Tobias Lykkebak

Personal information
- Full name: Tobias Lykkebak
- Date of birth: 15 July 2006 (age 20)
- Place of birth: Vejle, Denmark
- Height: 1.77 m (5 ft 10 in)
- Positions: Midfielder; right winger;

Team information
- Current team: AB
- Number: 28

Youth career
- 0000–2016: Engum UI
- 2016–2025: Vejle

Senior career*
- Years: Team / Apps / (Gls)
- 2023–2026: Vejle / 1 / (0)
- 2026–: AB / 12 / (1)

= Tobias Lykkebak =

Danish footballer (born 2006)

Tobias Lykkebak (born 15 July 2006) is a Danish professional footballer who plays as a midfielder for Danish 2nd Division club AB.

==Career==
===Vejle Boldklub===
Born and raised in Engum, a neighborhood in Vejle, Lykkebak started his career at Engum UI before later, as a U10 player, moving to Vejle in 2016. Here, he worked his way up through the club's academy.

On November 1, 2023, 17-year-old Lykkebak made his official debut for Vejle when he came on from the bench in a Danish Cup match against AB. In October 2024, Lykkebak extended his contract with Vejle until June 2026.

Ahead of the 2025–26 season, Lykkebak was permanently promoted to the first-team squad.
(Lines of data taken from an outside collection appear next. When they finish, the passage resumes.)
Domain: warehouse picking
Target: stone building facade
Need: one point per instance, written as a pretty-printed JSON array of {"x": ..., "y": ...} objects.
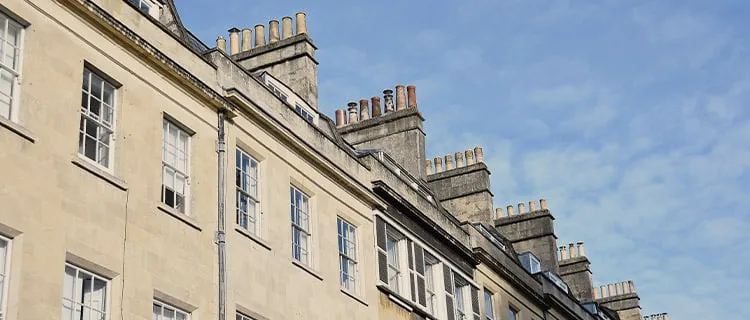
[{"x": 146, "y": 175}]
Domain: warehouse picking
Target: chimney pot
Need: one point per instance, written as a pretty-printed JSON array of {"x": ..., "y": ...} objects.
[
  {"x": 564, "y": 253},
  {"x": 221, "y": 44},
  {"x": 448, "y": 162},
  {"x": 411, "y": 94},
  {"x": 572, "y": 250},
  {"x": 260, "y": 35},
  {"x": 479, "y": 154},
  {"x": 459, "y": 159},
  {"x": 340, "y": 118},
  {"x": 273, "y": 32},
  {"x": 352, "y": 112},
  {"x": 364, "y": 109},
  {"x": 286, "y": 27},
  {"x": 375, "y": 107},
  {"x": 247, "y": 39},
  {"x": 301, "y": 23},
  {"x": 234, "y": 41},
  {"x": 388, "y": 97},
  {"x": 469, "y": 157},
  {"x": 400, "y": 97}
]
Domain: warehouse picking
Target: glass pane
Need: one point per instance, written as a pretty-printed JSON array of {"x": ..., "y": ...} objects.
[
  {"x": 96, "y": 86},
  {"x": 157, "y": 312},
  {"x": 69, "y": 283},
  {"x": 95, "y": 108},
  {"x": 86, "y": 79},
  {"x": 14, "y": 33},
  {"x": 109, "y": 94}
]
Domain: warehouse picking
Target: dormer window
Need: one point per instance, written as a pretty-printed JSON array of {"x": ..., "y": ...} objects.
[
  {"x": 151, "y": 7},
  {"x": 290, "y": 97},
  {"x": 530, "y": 262}
]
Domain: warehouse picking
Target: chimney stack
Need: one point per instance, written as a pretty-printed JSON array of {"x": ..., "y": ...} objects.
[
  {"x": 375, "y": 107},
  {"x": 273, "y": 33},
  {"x": 364, "y": 110},
  {"x": 247, "y": 39},
  {"x": 352, "y": 112},
  {"x": 388, "y": 97},
  {"x": 234, "y": 41},
  {"x": 400, "y": 97},
  {"x": 260, "y": 35},
  {"x": 563, "y": 253},
  {"x": 479, "y": 154},
  {"x": 286, "y": 27},
  {"x": 301, "y": 23},
  {"x": 459, "y": 159},
  {"x": 448, "y": 162},
  {"x": 340, "y": 118},
  {"x": 469, "y": 157},
  {"x": 411, "y": 93},
  {"x": 221, "y": 44}
]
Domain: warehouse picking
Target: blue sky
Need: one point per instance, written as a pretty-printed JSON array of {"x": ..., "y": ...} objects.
[{"x": 631, "y": 117}]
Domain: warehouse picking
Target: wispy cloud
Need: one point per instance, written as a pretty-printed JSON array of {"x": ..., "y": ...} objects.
[{"x": 630, "y": 117}]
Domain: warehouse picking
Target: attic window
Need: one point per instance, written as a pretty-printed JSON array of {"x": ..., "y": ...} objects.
[{"x": 149, "y": 7}]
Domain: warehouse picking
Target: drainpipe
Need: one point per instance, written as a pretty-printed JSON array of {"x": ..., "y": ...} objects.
[{"x": 220, "y": 233}]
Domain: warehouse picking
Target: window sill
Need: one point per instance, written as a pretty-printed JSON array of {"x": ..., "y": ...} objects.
[
  {"x": 354, "y": 296},
  {"x": 403, "y": 302},
  {"x": 85, "y": 165},
  {"x": 253, "y": 237},
  {"x": 307, "y": 269},
  {"x": 17, "y": 129},
  {"x": 180, "y": 216}
]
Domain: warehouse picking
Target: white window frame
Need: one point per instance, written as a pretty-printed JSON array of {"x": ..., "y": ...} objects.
[
  {"x": 4, "y": 278},
  {"x": 431, "y": 302},
  {"x": 244, "y": 190},
  {"x": 103, "y": 127},
  {"x": 181, "y": 131},
  {"x": 242, "y": 316},
  {"x": 459, "y": 299},
  {"x": 15, "y": 70},
  {"x": 300, "y": 221},
  {"x": 163, "y": 305},
  {"x": 514, "y": 312},
  {"x": 395, "y": 260},
  {"x": 80, "y": 306},
  {"x": 489, "y": 305},
  {"x": 347, "y": 245}
]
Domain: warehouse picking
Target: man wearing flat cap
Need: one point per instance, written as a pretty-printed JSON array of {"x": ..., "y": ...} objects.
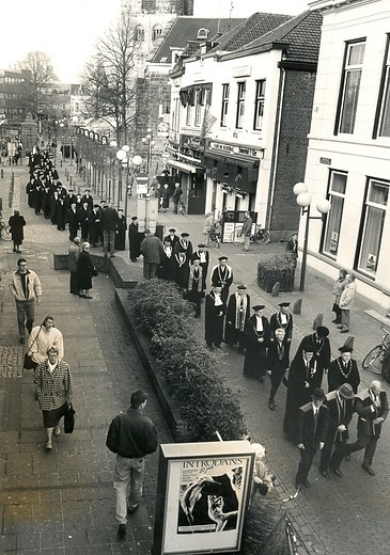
[
  {"x": 343, "y": 369},
  {"x": 257, "y": 337},
  {"x": 237, "y": 314},
  {"x": 222, "y": 276},
  {"x": 313, "y": 423},
  {"x": 282, "y": 319},
  {"x": 303, "y": 379},
  {"x": 340, "y": 404}
]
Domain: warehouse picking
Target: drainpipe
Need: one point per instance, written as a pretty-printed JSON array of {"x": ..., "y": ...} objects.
[{"x": 276, "y": 149}]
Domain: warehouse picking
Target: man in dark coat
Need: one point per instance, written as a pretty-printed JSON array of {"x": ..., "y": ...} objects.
[
  {"x": 303, "y": 379},
  {"x": 237, "y": 314},
  {"x": 214, "y": 314},
  {"x": 340, "y": 404},
  {"x": 277, "y": 363},
  {"x": 152, "y": 249},
  {"x": 134, "y": 240},
  {"x": 343, "y": 370},
  {"x": 257, "y": 337},
  {"x": 372, "y": 406},
  {"x": 222, "y": 276},
  {"x": 313, "y": 422},
  {"x": 282, "y": 319},
  {"x": 319, "y": 343}
]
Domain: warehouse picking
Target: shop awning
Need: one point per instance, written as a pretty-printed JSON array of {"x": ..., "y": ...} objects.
[{"x": 187, "y": 168}]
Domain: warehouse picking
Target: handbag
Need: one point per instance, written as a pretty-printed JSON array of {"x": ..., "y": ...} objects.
[
  {"x": 29, "y": 363},
  {"x": 69, "y": 419}
]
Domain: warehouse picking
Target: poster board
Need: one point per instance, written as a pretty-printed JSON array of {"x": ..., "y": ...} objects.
[{"x": 202, "y": 496}]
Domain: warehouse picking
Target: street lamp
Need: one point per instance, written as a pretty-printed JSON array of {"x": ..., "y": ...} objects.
[{"x": 304, "y": 200}]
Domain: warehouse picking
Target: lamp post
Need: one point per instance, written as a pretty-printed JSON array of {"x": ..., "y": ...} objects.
[
  {"x": 149, "y": 143},
  {"x": 304, "y": 200}
]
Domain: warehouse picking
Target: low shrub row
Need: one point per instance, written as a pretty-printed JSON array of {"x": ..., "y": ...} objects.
[{"x": 207, "y": 403}]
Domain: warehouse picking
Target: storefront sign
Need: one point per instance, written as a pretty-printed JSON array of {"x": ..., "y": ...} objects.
[{"x": 202, "y": 497}]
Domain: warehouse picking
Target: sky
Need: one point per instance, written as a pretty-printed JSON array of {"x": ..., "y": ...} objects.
[{"x": 66, "y": 30}]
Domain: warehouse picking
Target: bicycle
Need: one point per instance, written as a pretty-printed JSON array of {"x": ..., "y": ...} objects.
[
  {"x": 5, "y": 230},
  {"x": 260, "y": 236},
  {"x": 378, "y": 355}
]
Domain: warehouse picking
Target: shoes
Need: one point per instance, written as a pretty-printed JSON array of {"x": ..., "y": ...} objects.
[
  {"x": 368, "y": 469},
  {"x": 131, "y": 510},
  {"x": 122, "y": 531}
]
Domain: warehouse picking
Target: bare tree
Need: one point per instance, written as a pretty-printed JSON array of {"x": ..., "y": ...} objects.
[
  {"x": 110, "y": 78},
  {"x": 38, "y": 73}
]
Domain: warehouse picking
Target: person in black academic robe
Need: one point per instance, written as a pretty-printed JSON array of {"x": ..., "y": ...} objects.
[
  {"x": 257, "y": 337},
  {"x": 303, "y": 379},
  {"x": 222, "y": 276},
  {"x": 120, "y": 235},
  {"x": 277, "y": 363},
  {"x": 195, "y": 285},
  {"x": 183, "y": 254},
  {"x": 134, "y": 240},
  {"x": 343, "y": 370},
  {"x": 238, "y": 312},
  {"x": 214, "y": 315}
]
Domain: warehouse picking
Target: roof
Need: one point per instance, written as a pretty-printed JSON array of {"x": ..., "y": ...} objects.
[
  {"x": 185, "y": 29},
  {"x": 302, "y": 34},
  {"x": 250, "y": 29}
]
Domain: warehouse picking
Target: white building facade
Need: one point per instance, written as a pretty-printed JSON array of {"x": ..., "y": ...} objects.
[{"x": 349, "y": 145}]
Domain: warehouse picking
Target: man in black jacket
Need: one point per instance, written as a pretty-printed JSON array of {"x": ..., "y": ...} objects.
[{"x": 131, "y": 437}]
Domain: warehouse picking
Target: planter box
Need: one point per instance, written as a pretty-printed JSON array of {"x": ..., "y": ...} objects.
[
  {"x": 267, "y": 277},
  {"x": 170, "y": 408}
]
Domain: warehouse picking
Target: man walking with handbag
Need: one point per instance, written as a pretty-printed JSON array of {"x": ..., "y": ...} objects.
[{"x": 131, "y": 437}]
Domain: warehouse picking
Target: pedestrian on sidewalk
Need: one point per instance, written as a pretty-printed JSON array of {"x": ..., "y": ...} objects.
[
  {"x": 131, "y": 436},
  {"x": 85, "y": 271},
  {"x": 340, "y": 404},
  {"x": 54, "y": 389},
  {"x": 42, "y": 338},
  {"x": 277, "y": 363},
  {"x": 257, "y": 337},
  {"x": 346, "y": 301},
  {"x": 338, "y": 288},
  {"x": 313, "y": 425},
  {"x": 73, "y": 254},
  {"x": 343, "y": 369},
  {"x": 16, "y": 224},
  {"x": 25, "y": 286},
  {"x": 372, "y": 407}
]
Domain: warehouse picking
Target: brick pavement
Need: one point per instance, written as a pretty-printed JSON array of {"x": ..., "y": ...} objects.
[{"x": 322, "y": 515}]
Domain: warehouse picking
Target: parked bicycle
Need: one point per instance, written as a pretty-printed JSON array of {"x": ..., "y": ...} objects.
[
  {"x": 5, "y": 230},
  {"x": 380, "y": 354},
  {"x": 260, "y": 235}
]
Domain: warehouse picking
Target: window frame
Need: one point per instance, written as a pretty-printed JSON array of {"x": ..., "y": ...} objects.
[
  {"x": 259, "y": 101},
  {"x": 348, "y": 69},
  {"x": 241, "y": 97}
]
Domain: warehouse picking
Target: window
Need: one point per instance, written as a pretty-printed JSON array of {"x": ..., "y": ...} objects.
[
  {"x": 156, "y": 32},
  {"x": 336, "y": 195},
  {"x": 225, "y": 104},
  {"x": 373, "y": 222},
  {"x": 350, "y": 87},
  {"x": 240, "y": 105},
  {"x": 259, "y": 105}
]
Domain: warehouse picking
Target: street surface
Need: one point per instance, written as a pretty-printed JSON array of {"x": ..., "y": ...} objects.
[{"x": 63, "y": 503}]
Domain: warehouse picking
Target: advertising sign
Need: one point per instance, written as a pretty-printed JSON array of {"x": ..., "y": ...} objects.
[{"x": 202, "y": 497}]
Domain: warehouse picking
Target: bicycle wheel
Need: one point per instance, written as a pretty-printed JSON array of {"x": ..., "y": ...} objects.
[
  {"x": 6, "y": 233},
  {"x": 374, "y": 360}
]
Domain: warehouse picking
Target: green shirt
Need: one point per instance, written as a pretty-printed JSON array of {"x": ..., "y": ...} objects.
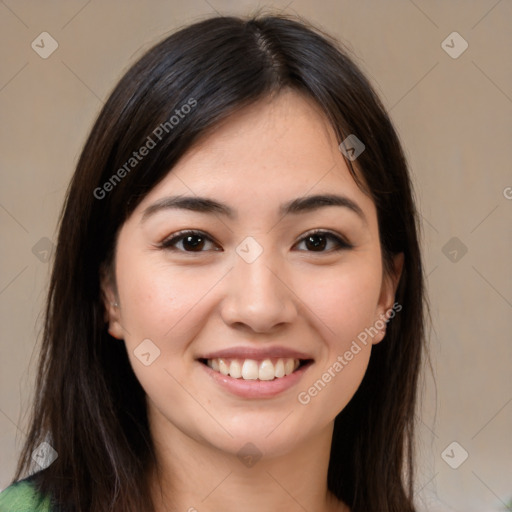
[{"x": 22, "y": 497}]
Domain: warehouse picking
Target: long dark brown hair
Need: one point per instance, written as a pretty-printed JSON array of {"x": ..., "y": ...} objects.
[{"x": 88, "y": 402}]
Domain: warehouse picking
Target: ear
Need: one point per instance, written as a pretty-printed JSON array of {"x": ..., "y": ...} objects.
[
  {"x": 111, "y": 304},
  {"x": 387, "y": 297}
]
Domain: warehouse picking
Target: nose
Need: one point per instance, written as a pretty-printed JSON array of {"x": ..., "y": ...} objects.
[{"x": 258, "y": 295}]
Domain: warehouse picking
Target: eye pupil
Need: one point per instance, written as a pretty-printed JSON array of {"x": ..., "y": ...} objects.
[
  {"x": 314, "y": 241},
  {"x": 187, "y": 240}
]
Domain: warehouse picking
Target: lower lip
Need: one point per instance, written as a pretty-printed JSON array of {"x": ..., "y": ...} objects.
[{"x": 256, "y": 388}]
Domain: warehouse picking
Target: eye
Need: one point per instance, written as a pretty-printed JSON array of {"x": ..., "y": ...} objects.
[
  {"x": 318, "y": 240},
  {"x": 195, "y": 241},
  {"x": 192, "y": 241}
]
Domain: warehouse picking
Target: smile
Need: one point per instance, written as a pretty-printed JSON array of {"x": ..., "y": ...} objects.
[{"x": 252, "y": 369}]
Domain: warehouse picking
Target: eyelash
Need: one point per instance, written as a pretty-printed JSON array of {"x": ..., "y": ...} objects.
[{"x": 169, "y": 243}]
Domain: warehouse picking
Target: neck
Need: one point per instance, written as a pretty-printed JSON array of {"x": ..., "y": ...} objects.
[{"x": 195, "y": 477}]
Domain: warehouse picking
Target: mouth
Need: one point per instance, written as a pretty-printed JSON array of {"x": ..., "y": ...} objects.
[{"x": 268, "y": 369}]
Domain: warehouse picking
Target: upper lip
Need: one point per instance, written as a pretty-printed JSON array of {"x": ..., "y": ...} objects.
[{"x": 256, "y": 353}]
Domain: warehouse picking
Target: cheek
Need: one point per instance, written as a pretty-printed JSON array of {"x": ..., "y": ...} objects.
[
  {"x": 161, "y": 301},
  {"x": 343, "y": 300}
]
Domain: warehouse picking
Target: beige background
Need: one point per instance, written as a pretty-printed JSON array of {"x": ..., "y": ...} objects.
[{"x": 454, "y": 117}]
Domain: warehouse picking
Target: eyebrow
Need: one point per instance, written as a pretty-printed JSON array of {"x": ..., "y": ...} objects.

On 20 July 2025, in Vejle's first match of the Danish Superliga season, Lykkebak made his official league debut when he replaced Mike Vestergård in the 80th minute in a game against Randers FC.

===AB===
On 1 February 2026, Lykkebak signed with Danish 2nd Division club AB on a contract running until June 2028.